John Miller
«John Miller “Encore de la merde ?“ »
Beaux Arts magazine, Paris, août 1999, p. 14
À Grenoble, le Magasin expose les oeuvres de John Miller. Mauvais goût
assuré. L'artiste américain le revendique comme une stratégie
artistique. But avoué : décoder les stéréotypes
de la société américaine…
«De qui se moque-t-on ?», pourrait-on dire en découvrant
le travail de John Miller. Des assemblages d'objets recouverts d'un empâtement
excrémentiel, un mannequin qui semble littéralement avoir «marché
dedans», un tas de déchets où se mélange la terre,
l'argent et des godemichés, cela a de quoi déconcerter. Ce serait
prendre au premier degré ce qui relève d'une critique élaborée.
John Miller est issu de Cal Arts, l'école fondée par Walt Disney
à Los Angeles, devenue bastion de l'avant-garde conceptuelle des années
70. L’artiste américain appartient au courant ayant digéré
la déconstruction post-moderniste et qui, à la suite de John Baldessari
et Mike Kelley, travaille au décodage des stéréotypes qui
fondent la société américaine.
Théoricien et critique, John Miller, professeur à l'université
de Yale dans le Connecticut, développe une analyse ironique de l'art
et de ses moyens de production. Cela passe par une stratégie provocatrice
basée sur l'utilisation de la culture populaire, du mauvais goût,
du grotesque. Il s'inscrit dans le courant camp (littéralement,
«mauvais goût») qui se répand sur la côte ouest
à partir des années 70 et trouve un début de reconnaissance
dans les années 90 avec des figures telles que Paul McCarthy, Jim Shaw
et Mike Kelley. Au contraire du kitsch esthétisant d'un Jeff Koons qui
suit le phénomène pop, le camp revendique une vulgarité
brute, sans séduction. Au-delà de l'aspect scatologique, le contenu
des oeuvres de Miller nous éclaire de manière significative sur
la société du spectacle et pose des questions fondamentales sur
les enjeux de l'art aujourd'hui.
Elles portent sur l'opposition réel/symbolique dans la représentation,
sur les passages art/marchandise dans le contexte d'une économie capitaliste
et leur impact sur le spectateur. L'artiste joue toujours sur l'ambiguïté
de l'apparence et le paradoxe de la fabrication des images. Ainsi, dans une
série de toiles peintes d'après photographies, la banalité
des clichés de l'Ouest américain contraste avec l'emploi de subtils
glacis comme pour The Fatalistic Game, 1995. L'impasto qui
recouvre ses assemblages n'est pas un résidu de déchets, mais
la lente élaboration de couches de pâte à modeler et de
peinture acrylique. Ses peintures récentes réalisées à
l'ordinateur subissent un traitement très élaboré de surimpression
et de recomposition telle Turn into Earth, 1999.

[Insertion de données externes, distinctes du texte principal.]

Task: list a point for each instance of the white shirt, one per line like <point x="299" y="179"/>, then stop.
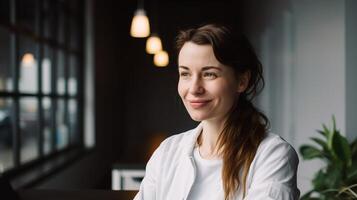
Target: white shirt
<point x="208" y="178"/>
<point x="171" y="171"/>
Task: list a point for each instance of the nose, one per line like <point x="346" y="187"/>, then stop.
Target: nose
<point x="196" y="87"/>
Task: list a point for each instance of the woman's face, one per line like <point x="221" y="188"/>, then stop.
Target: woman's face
<point x="207" y="88"/>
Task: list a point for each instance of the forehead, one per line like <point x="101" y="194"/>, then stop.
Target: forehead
<point x="194" y="55"/>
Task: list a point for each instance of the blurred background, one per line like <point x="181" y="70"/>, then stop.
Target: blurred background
<point x="80" y="96"/>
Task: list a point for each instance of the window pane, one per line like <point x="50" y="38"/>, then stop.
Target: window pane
<point x="73" y="120"/>
<point x="5" y="11"/>
<point x="6" y="78"/>
<point x="29" y="129"/>
<point x="46" y="69"/>
<point x="49" y="14"/>
<point x="26" y="14"/>
<point x="6" y="143"/>
<point x="61" y="27"/>
<point x="60" y="72"/>
<point x="61" y="125"/>
<point x="73" y="75"/>
<point x="47" y="128"/>
<point x="28" y="65"/>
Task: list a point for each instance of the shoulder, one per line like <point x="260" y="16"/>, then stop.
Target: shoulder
<point x="274" y="147"/>
<point x="180" y="141"/>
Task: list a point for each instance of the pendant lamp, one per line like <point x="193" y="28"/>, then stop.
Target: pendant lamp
<point x="140" y="26"/>
<point x="161" y="59"/>
<point x="153" y="44"/>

Dans cette oeuvre, le sujet est le jeu télévisé dont il
ne reste plus que le décor. L'animateur et les concurrents ont été
effacés sans laisser de trace. Que ce soit par la construction de la
touche ou la saturation de la surface, la préoccupation du faire n'est
pas de l'ordre du métier mais d'une activité répétitive
et systématisée. Ce sera au public de décoder l'évidence
d'un jeu dont il est quotidiennement le protagoniste.